12 de marzo de 1977: Abriendo los ojos, despertando la conciencia

"La verdad una vez despierta
no vuelve a dormirse..." (José Martí)


A Rutilio Grande lo mataron el año que cumplí los quince. Recuerdo la consternación de la mamá de mi mejor amiga durante un festejo familiar ese mes de marzo, celebrando los quince años de su hija, mi compañera de colegio, de partidos de básquet y de suspiros causados por la música del grupo Bread y los Bee Gees.

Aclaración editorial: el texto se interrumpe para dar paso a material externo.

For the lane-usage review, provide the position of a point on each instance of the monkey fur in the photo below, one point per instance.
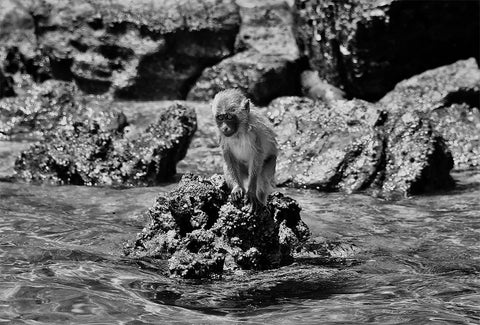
(249, 147)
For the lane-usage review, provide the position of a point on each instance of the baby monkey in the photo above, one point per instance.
(248, 145)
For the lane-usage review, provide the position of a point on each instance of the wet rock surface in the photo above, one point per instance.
(136, 50)
(91, 142)
(366, 47)
(6, 85)
(354, 146)
(204, 234)
(40, 108)
(267, 64)
(450, 97)
(261, 77)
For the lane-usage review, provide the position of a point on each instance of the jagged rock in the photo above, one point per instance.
(84, 145)
(354, 146)
(261, 77)
(136, 49)
(450, 97)
(366, 47)
(268, 64)
(203, 234)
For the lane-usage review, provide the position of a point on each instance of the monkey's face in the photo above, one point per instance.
(227, 123)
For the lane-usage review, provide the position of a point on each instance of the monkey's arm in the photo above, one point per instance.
(232, 170)
(254, 169)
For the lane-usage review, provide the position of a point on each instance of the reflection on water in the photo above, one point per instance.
(418, 261)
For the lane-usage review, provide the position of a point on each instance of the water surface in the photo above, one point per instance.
(416, 261)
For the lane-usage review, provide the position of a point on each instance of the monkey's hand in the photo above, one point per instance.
(255, 204)
(237, 193)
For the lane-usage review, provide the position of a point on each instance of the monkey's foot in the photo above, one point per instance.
(237, 194)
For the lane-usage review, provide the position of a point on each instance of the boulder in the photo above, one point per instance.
(268, 63)
(202, 233)
(261, 77)
(450, 97)
(134, 49)
(366, 47)
(90, 141)
(354, 146)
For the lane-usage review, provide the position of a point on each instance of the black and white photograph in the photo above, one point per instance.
(303, 162)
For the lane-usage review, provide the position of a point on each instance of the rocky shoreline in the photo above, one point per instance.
(115, 93)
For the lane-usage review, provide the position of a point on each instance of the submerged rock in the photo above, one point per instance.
(450, 97)
(202, 233)
(135, 49)
(366, 47)
(354, 146)
(96, 149)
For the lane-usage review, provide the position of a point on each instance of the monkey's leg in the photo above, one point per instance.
(266, 181)
(233, 176)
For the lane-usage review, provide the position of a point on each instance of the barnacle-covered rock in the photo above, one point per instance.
(450, 97)
(367, 46)
(202, 233)
(98, 151)
(134, 49)
(261, 76)
(354, 146)
(267, 62)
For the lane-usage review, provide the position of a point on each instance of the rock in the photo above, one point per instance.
(354, 146)
(17, 29)
(92, 146)
(450, 97)
(315, 88)
(204, 156)
(39, 108)
(267, 28)
(203, 234)
(6, 85)
(136, 50)
(261, 77)
(365, 47)
(268, 64)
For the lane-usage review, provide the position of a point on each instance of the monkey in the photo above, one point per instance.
(249, 147)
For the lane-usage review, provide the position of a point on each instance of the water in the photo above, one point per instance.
(417, 262)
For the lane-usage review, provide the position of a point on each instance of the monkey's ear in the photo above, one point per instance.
(246, 104)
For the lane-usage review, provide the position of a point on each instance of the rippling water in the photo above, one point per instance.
(417, 262)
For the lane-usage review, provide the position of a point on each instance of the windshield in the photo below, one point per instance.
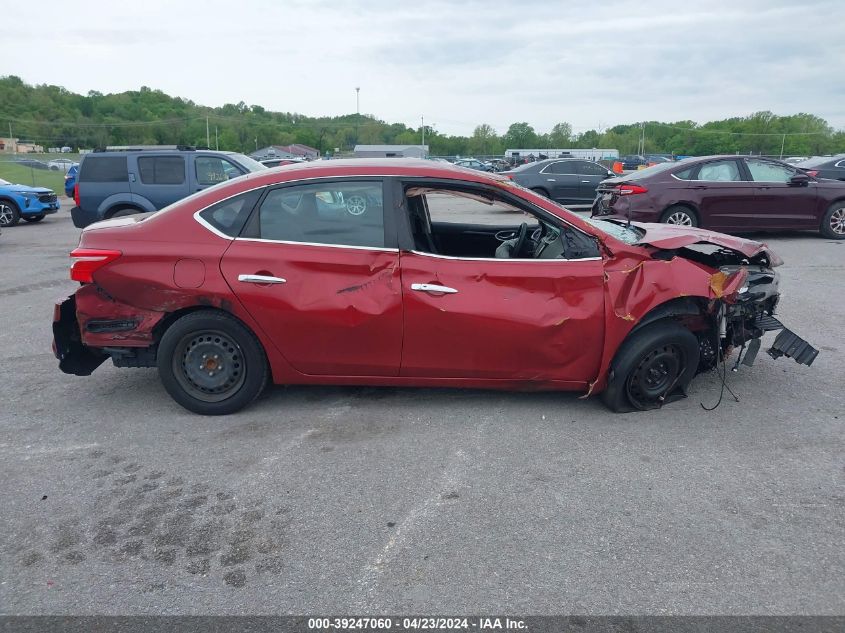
(247, 162)
(622, 232)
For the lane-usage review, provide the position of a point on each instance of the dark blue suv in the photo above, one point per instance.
(118, 182)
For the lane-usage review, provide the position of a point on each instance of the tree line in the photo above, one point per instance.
(53, 116)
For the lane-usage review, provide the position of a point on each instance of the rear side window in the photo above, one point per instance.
(348, 213)
(229, 216)
(162, 170)
(104, 169)
(764, 171)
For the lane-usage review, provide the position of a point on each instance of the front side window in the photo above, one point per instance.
(212, 170)
(470, 223)
(719, 171)
(161, 170)
(764, 171)
(342, 213)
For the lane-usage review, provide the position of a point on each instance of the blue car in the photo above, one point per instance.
(70, 179)
(22, 201)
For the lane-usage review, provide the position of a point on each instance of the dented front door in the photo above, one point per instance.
(515, 319)
(329, 310)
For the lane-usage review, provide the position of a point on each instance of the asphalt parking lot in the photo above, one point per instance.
(363, 500)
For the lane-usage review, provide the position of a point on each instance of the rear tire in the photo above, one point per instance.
(680, 215)
(211, 364)
(651, 364)
(833, 222)
(9, 214)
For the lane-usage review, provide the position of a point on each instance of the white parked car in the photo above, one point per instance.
(60, 164)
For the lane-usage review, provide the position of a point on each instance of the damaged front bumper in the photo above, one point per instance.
(752, 315)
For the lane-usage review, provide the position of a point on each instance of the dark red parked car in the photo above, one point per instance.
(726, 193)
(435, 276)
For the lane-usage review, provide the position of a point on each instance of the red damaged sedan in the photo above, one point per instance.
(399, 272)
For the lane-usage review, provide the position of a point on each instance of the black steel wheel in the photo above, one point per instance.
(211, 364)
(9, 214)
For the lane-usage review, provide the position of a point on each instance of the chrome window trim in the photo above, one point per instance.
(382, 249)
(502, 259)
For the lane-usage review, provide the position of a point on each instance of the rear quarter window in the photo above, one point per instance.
(229, 216)
(104, 169)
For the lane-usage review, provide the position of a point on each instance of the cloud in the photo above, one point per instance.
(458, 64)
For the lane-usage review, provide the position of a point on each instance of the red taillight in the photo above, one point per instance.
(630, 190)
(86, 261)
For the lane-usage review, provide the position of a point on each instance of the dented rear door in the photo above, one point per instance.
(505, 319)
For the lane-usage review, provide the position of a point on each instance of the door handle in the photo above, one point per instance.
(261, 279)
(433, 288)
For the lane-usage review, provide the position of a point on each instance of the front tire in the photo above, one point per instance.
(680, 215)
(650, 365)
(9, 214)
(833, 222)
(211, 364)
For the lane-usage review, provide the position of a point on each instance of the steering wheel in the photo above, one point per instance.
(521, 234)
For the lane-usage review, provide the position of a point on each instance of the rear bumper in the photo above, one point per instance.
(82, 217)
(74, 356)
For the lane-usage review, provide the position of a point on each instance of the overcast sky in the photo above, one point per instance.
(591, 63)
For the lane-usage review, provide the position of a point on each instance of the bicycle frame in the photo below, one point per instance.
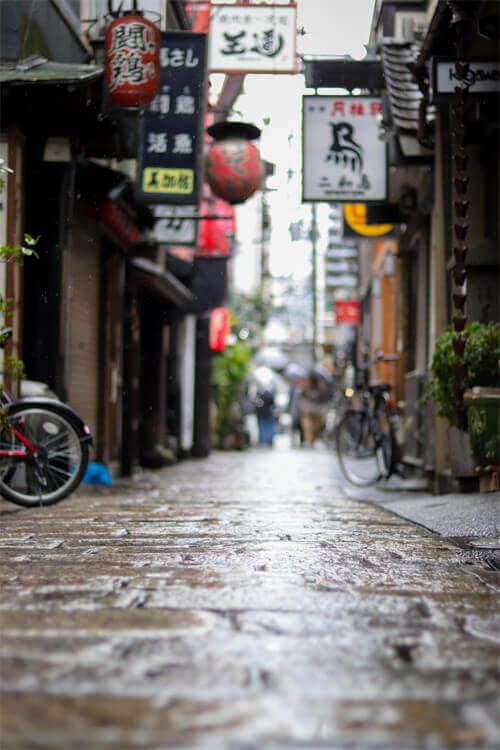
(19, 453)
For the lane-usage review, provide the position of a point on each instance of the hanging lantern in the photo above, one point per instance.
(234, 169)
(220, 328)
(132, 59)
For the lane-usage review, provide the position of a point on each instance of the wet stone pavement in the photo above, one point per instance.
(243, 602)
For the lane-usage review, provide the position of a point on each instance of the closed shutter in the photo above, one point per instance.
(82, 322)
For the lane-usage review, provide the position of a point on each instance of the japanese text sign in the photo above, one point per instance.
(344, 159)
(172, 127)
(253, 38)
(347, 311)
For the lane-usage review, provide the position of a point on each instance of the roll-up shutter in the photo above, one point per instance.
(82, 321)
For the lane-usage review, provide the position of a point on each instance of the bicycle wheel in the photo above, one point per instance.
(386, 442)
(60, 461)
(357, 449)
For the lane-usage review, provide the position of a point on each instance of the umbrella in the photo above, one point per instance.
(322, 372)
(295, 371)
(265, 377)
(271, 357)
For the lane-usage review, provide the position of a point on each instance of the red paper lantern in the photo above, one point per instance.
(220, 328)
(132, 60)
(234, 169)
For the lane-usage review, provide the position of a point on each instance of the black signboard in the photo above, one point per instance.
(171, 144)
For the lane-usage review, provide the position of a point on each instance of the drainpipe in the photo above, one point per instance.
(461, 23)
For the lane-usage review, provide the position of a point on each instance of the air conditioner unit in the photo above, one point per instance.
(409, 27)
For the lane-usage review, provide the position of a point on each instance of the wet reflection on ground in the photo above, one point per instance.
(241, 601)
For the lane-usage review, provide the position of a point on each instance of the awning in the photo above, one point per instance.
(37, 69)
(160, 283)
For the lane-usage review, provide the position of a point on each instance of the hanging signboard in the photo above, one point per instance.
(478, 76)
(347, 311)
(170, 158)
(354, 225)
(253, 38)
(344, 159)
(174, 225)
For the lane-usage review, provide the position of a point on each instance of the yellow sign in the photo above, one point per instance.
(355, 217)
(162, 180)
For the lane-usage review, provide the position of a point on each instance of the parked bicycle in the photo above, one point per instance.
(366, 442)
(44, 448)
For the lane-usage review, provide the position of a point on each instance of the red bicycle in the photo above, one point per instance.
(44, 449)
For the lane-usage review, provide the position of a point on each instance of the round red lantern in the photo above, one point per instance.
(132, 60)
(234, 169)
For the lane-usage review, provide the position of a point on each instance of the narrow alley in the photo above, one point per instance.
(242, 601)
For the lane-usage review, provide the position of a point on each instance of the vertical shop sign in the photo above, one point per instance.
(170, 159)
(344, 159)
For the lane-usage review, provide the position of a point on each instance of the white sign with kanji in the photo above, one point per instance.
(173, 224)
(253, 38)
(344, 159)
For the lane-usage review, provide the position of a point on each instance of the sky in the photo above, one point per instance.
(274, 103)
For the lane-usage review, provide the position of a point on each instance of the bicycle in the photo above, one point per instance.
(44, 448)
(366, 444)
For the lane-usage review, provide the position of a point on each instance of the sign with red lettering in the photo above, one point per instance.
(347, 311)
(220, 328)
(344, 160)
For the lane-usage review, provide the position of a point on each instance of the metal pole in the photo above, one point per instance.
(313, 282)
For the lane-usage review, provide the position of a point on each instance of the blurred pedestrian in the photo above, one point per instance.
(312, 408)
(264, 409)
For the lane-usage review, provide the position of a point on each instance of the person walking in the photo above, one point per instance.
(264, 409)
(312, 406)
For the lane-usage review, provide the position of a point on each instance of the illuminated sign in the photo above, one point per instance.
(344, 159)
(355, 222)
(170, 163)
(253, 38)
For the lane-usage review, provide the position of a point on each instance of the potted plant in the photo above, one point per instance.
(481, 358)
(230, 370)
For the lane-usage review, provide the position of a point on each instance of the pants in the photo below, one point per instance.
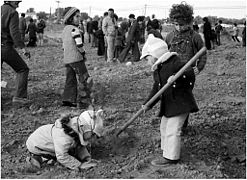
(10, 56)
(207, 42)
(76, 91)
(32, 41)
(135, 52)
(110, 40)
(117, 51)
(218, 39)
(22, 35)
(235, 38)
(101, 46)
(79, 152)
(170, 130)
(41, 38)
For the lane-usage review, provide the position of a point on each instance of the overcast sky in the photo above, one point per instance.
(219, 8)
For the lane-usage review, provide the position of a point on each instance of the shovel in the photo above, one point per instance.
(158, 94)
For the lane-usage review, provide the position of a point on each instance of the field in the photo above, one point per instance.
(214, 147)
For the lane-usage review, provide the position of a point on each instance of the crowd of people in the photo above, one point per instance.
(166, 55)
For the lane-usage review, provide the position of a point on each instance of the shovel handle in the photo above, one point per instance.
(158, 94)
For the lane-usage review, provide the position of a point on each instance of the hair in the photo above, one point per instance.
(111, 9)
(155, 24)
(205, 19)
(105, 13)
(132, 16)
(70, 20)
(182, 12)
(68, 130)
(115, 16)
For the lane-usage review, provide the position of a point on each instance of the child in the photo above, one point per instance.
(74, 59)
(31, 30)
(176, 102)
(66, 140)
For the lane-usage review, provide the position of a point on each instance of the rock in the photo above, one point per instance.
(41, 110)
(129, 63)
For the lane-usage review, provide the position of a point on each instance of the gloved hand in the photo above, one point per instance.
(145, 108)
(196, 71)
(171, 78)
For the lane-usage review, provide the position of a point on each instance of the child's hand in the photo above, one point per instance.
(145, 108)
(170, 79)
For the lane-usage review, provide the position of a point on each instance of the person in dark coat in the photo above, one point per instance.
(22, 26)
(10, 38)
(131, 41)
(120, 38)
(154, 29)
(184, 40)
(90, 30)
(207, 32)
(176, 102)
(218, 31)
(32, 30)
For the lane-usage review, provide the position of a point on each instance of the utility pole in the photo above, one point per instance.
(58, 10)
(145, 9)
(90, 8)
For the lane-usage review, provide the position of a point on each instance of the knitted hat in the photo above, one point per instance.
(70, 12)
(154, 47)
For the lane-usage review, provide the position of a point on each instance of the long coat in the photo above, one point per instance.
(178, 98)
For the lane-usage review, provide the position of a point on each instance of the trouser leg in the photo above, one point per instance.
(70, 89)
(13, 59)
(172, 141)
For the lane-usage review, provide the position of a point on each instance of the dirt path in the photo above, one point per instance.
(213, 148)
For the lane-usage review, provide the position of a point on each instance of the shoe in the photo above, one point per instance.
(82, 105)
(163, 162)
(34, 160)
(20, 100)
(70, 104)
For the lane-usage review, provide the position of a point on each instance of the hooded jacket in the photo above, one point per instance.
(178, 98)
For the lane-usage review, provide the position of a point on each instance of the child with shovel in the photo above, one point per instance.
(66, 140)
(176, 102)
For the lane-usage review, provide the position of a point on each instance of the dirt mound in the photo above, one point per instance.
(213, 148)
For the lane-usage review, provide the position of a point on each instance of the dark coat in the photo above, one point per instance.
(178, 98)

En ese momento yo no tenía ni idea de lo que significaría esa muerte en la historia de El Salvador, y particularmente en la historia de la Iglesia Católica y en el rumbo que tomaría su recién nombrado Arzobispo, para elevar su estatura humana y convertirlo en Sembrador no solo de este país sino del mundo entero.

El nombre del padre Grande quedó grabado en mi memoria y también las sílabas de El Paisnal y Aguilares, que todavía ahora evocan en mí una sensación de escalofrío y tristeza pensando en todas las historias que los cañaverales de la zona no se han atrevido a contar.

A partir de 1977 comenzaron a suceder cosas que resultaban durísimas de asimilar para una adolescente que tan solo se enteraba de ellas por medio de las crudas imágenes en los periódicos. Ni siquiera me atrevía a pensar cómo sería todo aquello para quienes lo estaban viviendo en carne propia.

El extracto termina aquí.